Longleat: Titian painting found in plastic bag sells for £17.5m

By Sarah Turnnidge & PA MediaBBC News, West of England

CHRISTIE'S IMAGES LTD. 2024 Rest on the Flight into Egypt. The painting depicts Joseph, Mary and Jesus stopping to rest while travelling.CHRISTIE’S IMAGES LTD. 2024

A painting described as a masterpiece which was found in a plastic bag after being stolen has sold for £17.6m at auction.

Rest On The Flight Into Egypt, painted by Venetian master Titian when he was aged just 20 in 1510, was sold by London auction house Christie’s.

The work was stolen from the drawing room of stately home Longleat in Wiltshire in 1995, but was found seven years later without its frame in a plastic carrier bag in London.
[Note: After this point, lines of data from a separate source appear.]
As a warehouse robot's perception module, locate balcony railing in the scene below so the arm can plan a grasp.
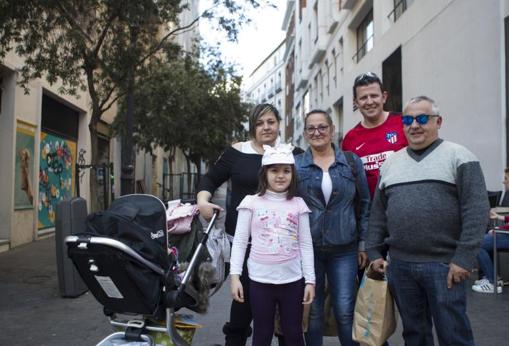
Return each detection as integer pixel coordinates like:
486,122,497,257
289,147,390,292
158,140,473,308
352,35,373,62
387,0,407,22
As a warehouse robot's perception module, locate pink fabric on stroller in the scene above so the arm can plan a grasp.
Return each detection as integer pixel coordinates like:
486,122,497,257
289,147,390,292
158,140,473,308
166,199,198,234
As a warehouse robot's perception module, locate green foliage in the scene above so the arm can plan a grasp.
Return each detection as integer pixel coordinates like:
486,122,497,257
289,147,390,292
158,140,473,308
115,46,247,165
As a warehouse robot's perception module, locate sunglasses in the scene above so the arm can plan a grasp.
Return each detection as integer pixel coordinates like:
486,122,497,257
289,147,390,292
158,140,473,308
304,125,329,136
401,114,440,126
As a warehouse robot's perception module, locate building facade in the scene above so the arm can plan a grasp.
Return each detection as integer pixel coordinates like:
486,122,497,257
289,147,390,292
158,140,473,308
0,0,199,252
283,0,509,190
245,40,286,138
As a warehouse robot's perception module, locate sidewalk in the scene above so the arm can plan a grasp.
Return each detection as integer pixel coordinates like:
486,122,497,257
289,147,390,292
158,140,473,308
0,237,509,346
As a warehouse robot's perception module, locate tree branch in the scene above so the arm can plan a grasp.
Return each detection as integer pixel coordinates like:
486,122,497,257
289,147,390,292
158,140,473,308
55,0,93,42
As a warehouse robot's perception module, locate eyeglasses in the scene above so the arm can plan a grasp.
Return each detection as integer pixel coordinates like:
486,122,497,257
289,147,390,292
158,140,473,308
304,125,329,136
354,72,380,85
401,114,440,126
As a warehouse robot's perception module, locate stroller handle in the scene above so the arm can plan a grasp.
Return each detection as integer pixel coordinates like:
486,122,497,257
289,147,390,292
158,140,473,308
178,209,219,294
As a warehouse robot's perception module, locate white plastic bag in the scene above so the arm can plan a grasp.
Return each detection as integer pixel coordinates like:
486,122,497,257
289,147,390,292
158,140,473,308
207,223,230,295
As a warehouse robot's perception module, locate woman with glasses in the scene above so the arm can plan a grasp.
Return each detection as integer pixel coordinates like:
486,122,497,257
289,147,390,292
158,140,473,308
296,110,370,346
197,103,302,346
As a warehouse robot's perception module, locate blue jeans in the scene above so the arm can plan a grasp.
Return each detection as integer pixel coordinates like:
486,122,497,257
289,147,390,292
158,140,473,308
477,233,509,283
387,259,474,346
306,250,357,346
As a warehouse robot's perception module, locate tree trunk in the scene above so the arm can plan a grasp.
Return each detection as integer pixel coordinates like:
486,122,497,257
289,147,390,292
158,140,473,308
120,27,138,195
88,123,99,213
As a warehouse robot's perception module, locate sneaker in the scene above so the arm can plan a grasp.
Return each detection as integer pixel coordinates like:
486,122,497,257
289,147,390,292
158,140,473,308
472,281,502,293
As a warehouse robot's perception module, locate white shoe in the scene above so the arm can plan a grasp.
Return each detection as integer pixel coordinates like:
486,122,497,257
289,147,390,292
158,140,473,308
472,280,502,293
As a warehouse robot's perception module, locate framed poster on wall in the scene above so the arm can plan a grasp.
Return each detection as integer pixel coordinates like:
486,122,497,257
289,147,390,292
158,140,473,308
38,132,76,229
14,120,36,210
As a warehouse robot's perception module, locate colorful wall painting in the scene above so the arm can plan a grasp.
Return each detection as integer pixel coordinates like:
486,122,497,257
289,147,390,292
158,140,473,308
38,132,76,229
14,120,36,210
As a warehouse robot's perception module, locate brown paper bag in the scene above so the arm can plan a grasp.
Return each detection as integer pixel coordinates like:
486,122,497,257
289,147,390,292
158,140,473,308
352,266,397,346
274,281,338,336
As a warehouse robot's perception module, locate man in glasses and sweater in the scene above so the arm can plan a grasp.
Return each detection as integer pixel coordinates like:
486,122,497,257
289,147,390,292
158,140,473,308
341,72,407,198
366,96,489,345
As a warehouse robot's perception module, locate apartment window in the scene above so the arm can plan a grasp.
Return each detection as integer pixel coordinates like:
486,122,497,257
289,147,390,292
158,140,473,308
299,0,306,22
354,10,374,62
318,70,323,104
387,0,413,21
325,59,330,96
332,48,338,88
313,0,318,44
302,90,311,119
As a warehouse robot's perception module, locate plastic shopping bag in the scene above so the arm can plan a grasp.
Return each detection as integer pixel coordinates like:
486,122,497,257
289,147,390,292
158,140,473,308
352,265,397,346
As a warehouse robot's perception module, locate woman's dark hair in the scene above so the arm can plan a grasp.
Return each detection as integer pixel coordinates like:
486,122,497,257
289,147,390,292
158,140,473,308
256,163,297,199
249,103,281,138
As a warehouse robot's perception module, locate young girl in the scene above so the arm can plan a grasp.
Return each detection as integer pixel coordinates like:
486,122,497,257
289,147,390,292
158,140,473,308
230,145,315,346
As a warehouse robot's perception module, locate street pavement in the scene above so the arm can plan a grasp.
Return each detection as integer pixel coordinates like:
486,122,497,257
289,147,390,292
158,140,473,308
0,237,509,346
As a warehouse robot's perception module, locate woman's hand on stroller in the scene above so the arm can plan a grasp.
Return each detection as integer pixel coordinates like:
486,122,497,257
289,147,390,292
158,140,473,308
196,191,223,221
230,274,244,303
302,283,315,304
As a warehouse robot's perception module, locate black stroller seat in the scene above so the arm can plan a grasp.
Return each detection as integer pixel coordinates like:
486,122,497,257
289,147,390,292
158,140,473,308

Its sale sets a new world auction record for the artist, auctioneers said.

‘Unique rarity’

Lord Bath, who succeeded his father as the Marquess of Bath in 2020, inheriting the Longleat estate, said the painting had an “extraordinary history”.

Speaking ahead of the sale, he said: “We have a considerable long-term investment strategy at Longleat and have decided to sell this asset to further this agenda at a time when the market for paintings of such unique rarity is so strong.”

The picture, which depicts Mary cradling Jesus as Joseph looks on, is 2ft (60cm) wide and painted on a wooden panel.

It has had many owners over the years, including Austrian Emperor Joseph II, before being hung at the Belvedere Palace in Vienna.

French troops looted the painting in 1809 for the Napoleon Museum, which was assembled by the Bonaparte family.

It was later owned by a Scottish landowner before being bought by the fourth Marquess of Bath in 1878 at a Christie’s auction.

After being stolen in 1995, it was recovered in 2002 by former Scotland Yard detective Charles Hill after a £100,000 reward was offered for information.

Mr Hill is also credited with helping to recover Edvard Munch’s The Scream after it was stolen in 1994, as well as other famous artworks.

‘Truly outstanding example’

Speaking ahead of the auction, Andrew Fletcher, Christie’s global head of the Old Masters Department, said it was the most important work by Titian to come to the auction market “in more than a generation”.

He added that the picture was “a truly outstanding example of the artist’s pioneering approach to both the use of colour and the representation of the human form in the natural world”.

He said the piece secured Titian’s status as “one of the greatest painters in the history of Western art”.

The painting had had an auction estimate of £15m-£20m.